Private health insurance companies are what most of us middle class people depend on to make sure we get health care. As long as you're in good health, and you keep your job, you're OK. The premiums are still big, but manageable. If you lose your job and you have health problems, then you might find your self in deep kimchi pretty quick. Especially if you have to try to make COBRA payments with no income.
Now, I understand the insurance industry. Ignorant people think that you pay your premiums and the money gets pooled together and services are paid for out of the premiums collected. NOT TRUE. Those premiums are invested and insurance companies are known as "institutional investors" like pension funds. Vast amounts of money are shoveled around in an attempt to grow the reserves of the company. It is out of these earnings that claims are paid. Stringent guidelines are set in order to control the claims and limit expenditures. Doctors find themselves answerable to the insurance companies and this will sometimes mean that they have to work without some of the tools they might need to help their patients who are unable or unwilling to pay for additional tests or proceedures.
Case in point, I went to a clinic because I had a very high fever. The doctor asked me about how long it had been going on and if I had trouble breathing sometimes. They gave me a chest X-ray which revealed a possible mass or scar tissue in my lung near my heart. I had to go to my doctor and get her to approve a CT scan. The insurance company told her that they wanted aother set of xrays instead. She told me that she was sending me for the scan, but warned me that the insurance company would probably refuse to pay a large part of it. I ended up paying somewhere around $400.00 or more and some additional money on top of it. I could tell she felt pressured into pushing the xray, but went ahead with the scan recommendation. I can imagine that she might get dropped from their list of PCP's or whatever if she did that sort of thing alot.
I'll have to go in for another one soon, I guess, because catching a hint of cancer now could give me a shot at beating it. It's very possible that it could take decades to develop, but by then, I wouldn't be their problem.
Meanwhile, executives of these companies reap huge bonuses and draw salaries that would make a burmese drug lord blush. They have golden parachutes and stock options. Health insurance is a major profit earning industry. We live in a time where questioning this arrangement puts you in the same category of Marx, Lenin, and carpet chewing liberals.

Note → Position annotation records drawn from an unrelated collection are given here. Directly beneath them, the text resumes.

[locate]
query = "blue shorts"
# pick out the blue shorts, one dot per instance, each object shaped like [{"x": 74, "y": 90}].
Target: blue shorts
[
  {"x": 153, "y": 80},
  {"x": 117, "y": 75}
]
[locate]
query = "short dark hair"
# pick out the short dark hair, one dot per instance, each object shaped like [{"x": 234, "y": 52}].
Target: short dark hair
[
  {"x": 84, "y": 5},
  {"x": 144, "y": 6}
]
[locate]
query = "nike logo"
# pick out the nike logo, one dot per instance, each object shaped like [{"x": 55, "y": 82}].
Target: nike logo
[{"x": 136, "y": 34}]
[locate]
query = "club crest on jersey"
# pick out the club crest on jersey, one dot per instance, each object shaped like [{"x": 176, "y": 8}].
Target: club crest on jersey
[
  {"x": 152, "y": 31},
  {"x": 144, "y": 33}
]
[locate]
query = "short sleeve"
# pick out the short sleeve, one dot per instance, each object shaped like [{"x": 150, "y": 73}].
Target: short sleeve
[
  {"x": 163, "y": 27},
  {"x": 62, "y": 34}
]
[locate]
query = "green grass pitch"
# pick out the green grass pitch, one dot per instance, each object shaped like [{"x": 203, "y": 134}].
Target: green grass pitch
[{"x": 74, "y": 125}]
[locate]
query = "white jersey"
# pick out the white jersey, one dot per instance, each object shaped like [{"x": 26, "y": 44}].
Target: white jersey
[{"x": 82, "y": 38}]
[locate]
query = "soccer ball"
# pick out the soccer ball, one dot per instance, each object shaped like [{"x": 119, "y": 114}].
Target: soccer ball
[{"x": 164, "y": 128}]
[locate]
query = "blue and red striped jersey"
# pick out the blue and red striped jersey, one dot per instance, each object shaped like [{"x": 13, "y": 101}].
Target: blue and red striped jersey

It does not have to be so.
There is another possibility. The major banks have to contend with credit unions. Credit unions used to be regarded as podunk bastard cousins by the major banks. They catered to poor and working class people. Now we see them making major inroads into the market share of the banking industry. Credit unions have a quaint, intoxicating business model. Account holders are not just customers, sheep waiting to be shorn, they are members of the credit union. They at least titularly have some power within the organization. The people that run them, do so for far less than bank managers and directors and they seem to do a better job of it.
Why not have health care unions or cooperatives and let them be run along the same lines as credit unions? You could call them anything you like, Health Mutuals, Health Co-ops etc. They would insure the members and there would be quarterly reports issued on claims paid and investment earnings and executive salaries. Perhaps a few doctors could be place on the board of directors. Perhaps local partnerships could be formed with clinics and hospitals. Patient complaints could be given more weight. Doctors could actually speak to other doctors regarding policies or even individual cases/claims. We wouldn't need vast government bureacracies besides the same small departments of insurance in each state which are already in place. (we'll have to be careful). Of course, these mom & pop insurance co-ops will have a hard time getting lobbyists and soft money to the right politicians, so maybe this will never happen, but I can dream can't I?